赤襟の清ちゃんと、三毛猫のたま 26話から30話
「おや?。少しばかり、濃すぎやしないかい?。
透き通った綺麗な肌をしている年頃だ。
そこまでベタベタお粉(おしろい)を塗らなくても、いいだろう?」
ひょっこり顔を出した市が、清子の白塗りに不満をつけている。
『そんなことしたら、白塗りが斑(まだら)になってしまいます!』
小春は、白塗りの手をゆるめない。
「そうだよね。
下地をしっかり塗らないと、お化粧の乗りが悪くなるのは確かです。
でもねぇ。透き通った半玉たちの肌を見るたんび、
そんなに厚く塗らなくてもいいのに、と思うのはどう言う意味だろうねぇ。
透き通る肌を、ここまで隠さなくてもいいのにと思うのは、
やっぱり、年寄りのひがみかねぇ・・・・」
市が清子の顔を覗き込んで、「もったいないねぇ」とため息をつく。
しかし。
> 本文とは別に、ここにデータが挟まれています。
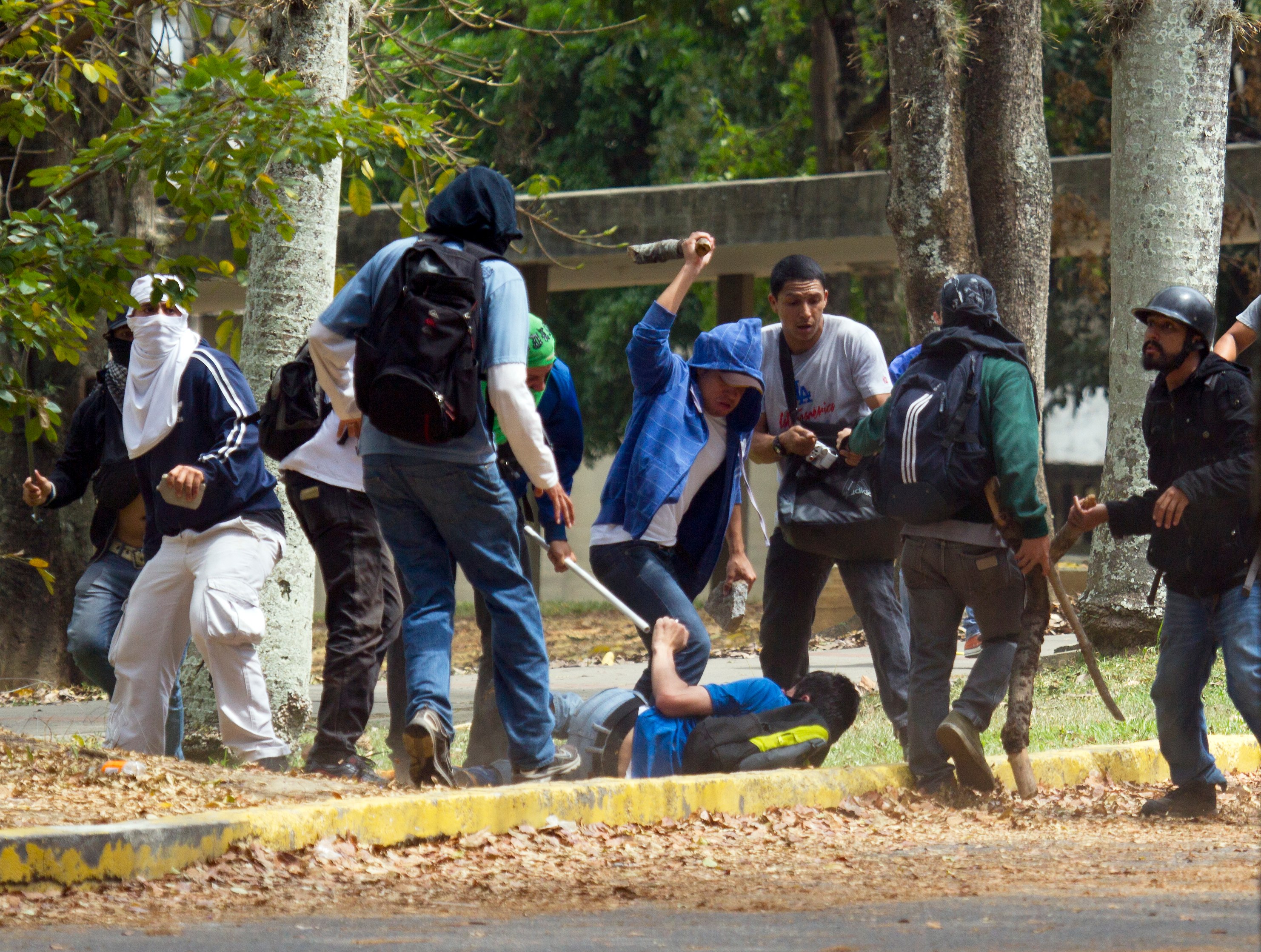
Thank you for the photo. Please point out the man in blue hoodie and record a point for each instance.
(674, 490)
(214, 533)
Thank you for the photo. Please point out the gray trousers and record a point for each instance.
(793, 581)
(944, 578)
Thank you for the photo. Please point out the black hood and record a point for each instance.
(478, 206)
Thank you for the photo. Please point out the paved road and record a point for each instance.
(60, 721)
(973, 925)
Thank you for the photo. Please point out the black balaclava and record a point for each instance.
(478, 206)
(969, 300)
(119, 350)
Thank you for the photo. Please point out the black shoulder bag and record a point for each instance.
(830, 511)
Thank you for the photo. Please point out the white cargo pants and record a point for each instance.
(206, 585)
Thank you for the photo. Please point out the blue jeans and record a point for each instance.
(646, 577)
(433, 516)
(99, 599)
(1193, 630)
(793, 583)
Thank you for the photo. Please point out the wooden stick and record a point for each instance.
(1022, 770)
(657, 251)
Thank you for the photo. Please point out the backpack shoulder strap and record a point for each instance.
(788, 379)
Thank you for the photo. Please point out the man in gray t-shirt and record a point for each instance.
(840, 376)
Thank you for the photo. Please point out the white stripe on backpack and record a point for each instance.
(908, 438)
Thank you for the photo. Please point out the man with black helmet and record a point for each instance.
(1198, 428)
(95, 453)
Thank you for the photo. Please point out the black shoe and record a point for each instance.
(963, 744)
(429, 747)
(567, 761)
(1191, 800)
(497, 775)
(350, 768)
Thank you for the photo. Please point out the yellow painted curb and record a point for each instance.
(74, 854)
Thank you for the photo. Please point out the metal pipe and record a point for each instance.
(596, 584)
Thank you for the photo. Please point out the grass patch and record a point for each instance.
(1067, 712)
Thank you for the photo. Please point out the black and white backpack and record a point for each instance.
(417, 373)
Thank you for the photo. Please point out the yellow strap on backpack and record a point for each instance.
(787, 738)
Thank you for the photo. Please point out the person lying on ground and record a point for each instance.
(214, 533)
(674, 490)
(1198, 429)
(655, 747)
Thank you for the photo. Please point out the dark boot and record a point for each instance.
(1191, 800)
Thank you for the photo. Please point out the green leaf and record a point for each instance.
(361, 198)
(444, 180)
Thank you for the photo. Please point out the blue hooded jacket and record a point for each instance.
(668, 432)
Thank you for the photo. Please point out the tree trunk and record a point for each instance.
(930, 211)
(825, 77)
(1170, 104)
(1009, 168)
(33, 624)
(291, 284)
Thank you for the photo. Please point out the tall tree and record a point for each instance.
(1009, 168)
(291, 284)
(1171, 68)
(930, 207)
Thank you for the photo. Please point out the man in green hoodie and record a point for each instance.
(953, 556)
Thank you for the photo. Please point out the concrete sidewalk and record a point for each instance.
(87, 718)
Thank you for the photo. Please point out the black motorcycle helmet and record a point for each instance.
(1187, 307)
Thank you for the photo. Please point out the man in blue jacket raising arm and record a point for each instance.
(214, 533)
(674, 490)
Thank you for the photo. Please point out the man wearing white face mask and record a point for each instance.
(214, 533)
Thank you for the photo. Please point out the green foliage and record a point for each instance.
(593, 330)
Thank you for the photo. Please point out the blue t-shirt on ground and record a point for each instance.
(504, 339)
(657, 750)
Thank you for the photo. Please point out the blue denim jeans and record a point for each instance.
(646, 577)
(793, 583)
(433, 516)
(1192, 632)
(99, 599)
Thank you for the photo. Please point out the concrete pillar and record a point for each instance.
(838, 293)
(734, 298)
(536, 288)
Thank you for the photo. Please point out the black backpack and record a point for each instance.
(417, 373)
(795, 735)
(294, 409)
(933, 462)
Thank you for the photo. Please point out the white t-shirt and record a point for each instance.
(834, 377)
(322, 458)
(664, 529)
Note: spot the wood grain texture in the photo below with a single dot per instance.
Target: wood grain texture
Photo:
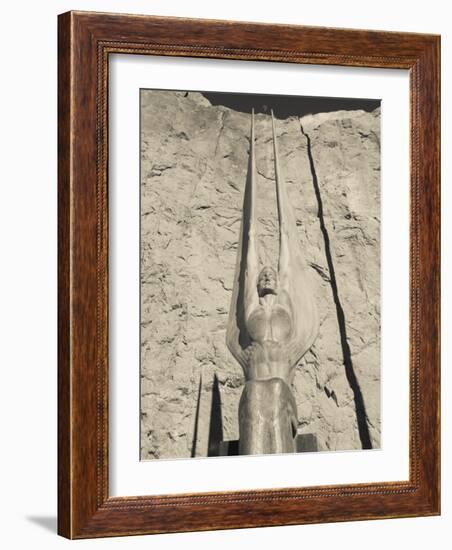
(85, 42)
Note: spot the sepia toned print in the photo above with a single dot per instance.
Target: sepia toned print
(304, 375)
小春は白粉を塗る手を、ひとときも休めない。
やがて白一色の、清子の顔が完成していく。
「平安時代の貴族たちは、顔を白く塗っていました。
薄暗い住居の中で、めいめいの顔を引き立てることが目的です。
芸妓や舞妓の白塗りのルーツをたどると、やはり同じことが言えます。
昔のお座敷は、ろうそくをともしていました。
かすかな光の中でも美しく見えるよう、白塗りしたのがはじまりです。
そう教えてくれたのは、市奴お姐さんではありませんか。
お粉は、陶器のように、完璧なまでに、真っ白になるまで塗りなさいって。
そう教えていただいたことを、私はいまでも、
鮮明に覚えております」
「あら。そんなことを言ったかい?。
そんな昔のことは、とっくに忘れちまった。
あっ、あんた。ひとつ忘れているよ。隠し技の、ピンクの粉を忘れただろう。
このまんまだと清子の顔は、ただの白塗りのお化けだ。
白の奥にほのかな紅みがかくれていないと、ダメじゃないか。
白粉のおしろいを施す前に、ピンクのお粉をささっとさりげなくつけておく。
そうすると、下地の奥から、ほんのり紅が浮かび上がってくるんだ。
ですが、今からじゃ遅すぎますか・・・
後の祭りになるが、適当に、サラサラとピンクの粉をかけてやれば、
なんとかなるかもしれないねぇ・・・」
「あら。ホントウです。
ずいぶん前のことですから、半玉を作る手順など、すっかり
忘れておりました。
いまから白塗りを落とすのは大変です。
面倒ですからこのまま、ピンクのお粉を上からかけてしまいましょう。
その上にもういちど、白塗りを重ねていけば、小々お化粧が厚くなりますが、
なんとかなるでしょう」
「おう。そらいい考えや。その手でええやろう。
厚くなればお化粧が丈夫になる。きっと長持ちをするだろう。
かまへん。かまへん。今日はそれでええことにしょう。
明日から気をつければ、それでいいこっちゃ。あっはっは」
『おいおい。経験豊かなお姐さんたちが、そんな大雑把なことでいいのかよ』
心配顔のたまが下から、清子の顔を見上げる。
『いいから、たま。心配しないで頂戴。経験豊かなプロにも失敗はあります』
気にしなくても大丈夫と、清子が目で笑い返す。
『そんなもんか。でもよう、大変だなぁ。上下関係の気遣いってやつは・・・・』
姐さんには絶対に服従なんだなと、たまがブツブツつぶやいている。